Occupancy (%) of backbone dihedral angles. (a) Asp-1ψ of free Ht31pep. (b) Asp-1ψ of bound Ht31pep. (c) Pro-7ψ of the free D/D protomer II. (d) Pro-7ψ of the bound D/D protomer II.

Fig. 2.

Flipping of an amide group. (a) Pro-7ψ of the free D/D protomer II. (b) Pro-7ψ of the bound D/D protomer II. (c) Gly-8 φ of the free D/D protomer II. (d) Gly-8 φ of the bound D/D protomer II.

Fig. 3.

Distinct side-chain conformations found during the MD simulations. (Left) Free Ht31pep. (Right) Bound Ht31pep. x axis, sample saved during the simulations at time x; y axis, population for each distinct conformation (%). The x axis combines three independent simulations. These samples were taken every 1 ps based on the time evolution during the MD simulation. If a sample has 0 population (y value = 0) at sample x, then it means that the snapshot saved at a certain time is a repeat.

Fig. 4.

Number of rotameric states and their transition frequency (%) observed during the simulations. Open squares, side-chain dihedrals of free Ht31pep; filled circles, side-chain dihedrals of bound Ht31pep; x axis, dihedral index; left y axis, transition frequency; right y axis, number of rotameric states. Dihedrals of residues that interact with the D/D domain are indicated by a cross aligned at the top of the plot. Note that the hydrophobic environment may allow a side-chain dihedral to have more rotameric states in its bound state (see dihedrals 2, 16, and 20) or to have more frequent transitions between different states, e.g., dihedral 3.

Fig. 5.

Relationship between alternative contacts and configurational entropy. (a) Plot of the total number of mutually exclusive alternative contacts for atoms that participate in hydrophobic contacts versus their associated configurational entropy.
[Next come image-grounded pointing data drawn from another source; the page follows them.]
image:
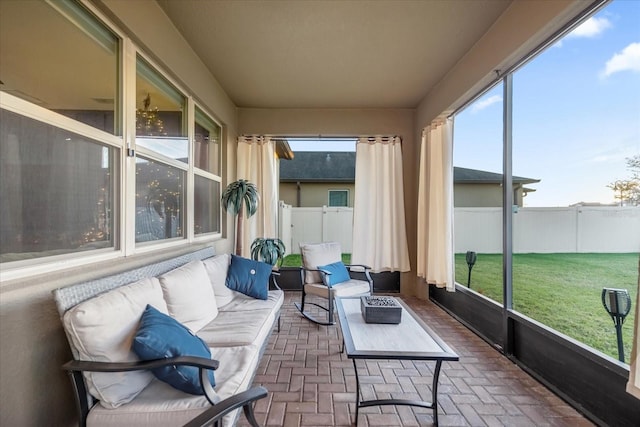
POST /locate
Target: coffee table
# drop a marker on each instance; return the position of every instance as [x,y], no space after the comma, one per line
[411,339]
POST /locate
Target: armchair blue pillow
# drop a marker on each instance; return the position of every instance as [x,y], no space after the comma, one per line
[161,336]
[249,277]
[338,272]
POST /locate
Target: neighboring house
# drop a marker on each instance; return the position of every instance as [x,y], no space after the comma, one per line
[476,188]
[319,178]
[325,178]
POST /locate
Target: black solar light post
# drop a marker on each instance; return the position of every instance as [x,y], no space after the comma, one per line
[471,261]
[617,302]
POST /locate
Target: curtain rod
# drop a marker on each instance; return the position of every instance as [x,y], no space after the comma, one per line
[322,137]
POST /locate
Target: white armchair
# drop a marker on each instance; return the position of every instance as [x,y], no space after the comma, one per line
[319,278]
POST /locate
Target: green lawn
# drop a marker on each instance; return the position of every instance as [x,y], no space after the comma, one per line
[562,291]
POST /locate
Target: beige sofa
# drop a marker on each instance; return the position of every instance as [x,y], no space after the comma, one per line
[100,319]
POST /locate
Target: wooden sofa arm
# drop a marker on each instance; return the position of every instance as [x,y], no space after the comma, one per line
[242,400]
[77,367]
[90,366]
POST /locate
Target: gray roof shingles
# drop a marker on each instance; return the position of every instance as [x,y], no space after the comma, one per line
[340,166]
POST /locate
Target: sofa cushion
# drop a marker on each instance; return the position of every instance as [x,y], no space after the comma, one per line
[101,329]
[189,295]
[235,328]
[315,254]
[160,405]
[217,268]
[160,336]
[246,303]
[338,272]
[249,277]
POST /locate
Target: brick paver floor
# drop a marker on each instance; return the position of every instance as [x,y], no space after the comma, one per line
[311,383]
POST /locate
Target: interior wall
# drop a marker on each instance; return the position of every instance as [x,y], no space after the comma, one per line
[349,122]
[34,391]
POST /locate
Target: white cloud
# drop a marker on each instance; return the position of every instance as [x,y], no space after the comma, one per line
[626,60]
[590,28]
[484,103]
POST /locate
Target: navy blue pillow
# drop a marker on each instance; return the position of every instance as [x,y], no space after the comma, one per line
[160,336]
[249,277]
[338,272]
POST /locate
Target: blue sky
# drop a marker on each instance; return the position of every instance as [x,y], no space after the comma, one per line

The correlation coefficient for the linear fit of the averages was 0.95, with a P value of 0. The correlation was a property of the average entropy at each alternative contact. The result indicates that the configurational entropy of a hydrophobic atom is, on average, directly proportional to the number of alternative hydrophobic contacts available to that atom. (b) Plot of the total number of alternative hydrophobic contacts of hydrophobic atoms in the Ht31 peptide that were gained upon complex formation versus the average configurational entropy change associated with these atoms upon binding. The correlation coefficient for the linear fit of the averages was 0.88, with a P value of 0.0008. The result demonstrates that when there is a gain in the number of available alternative contacts available to an atom upon complex formation, there will be higher configurational entropy associated with that atom.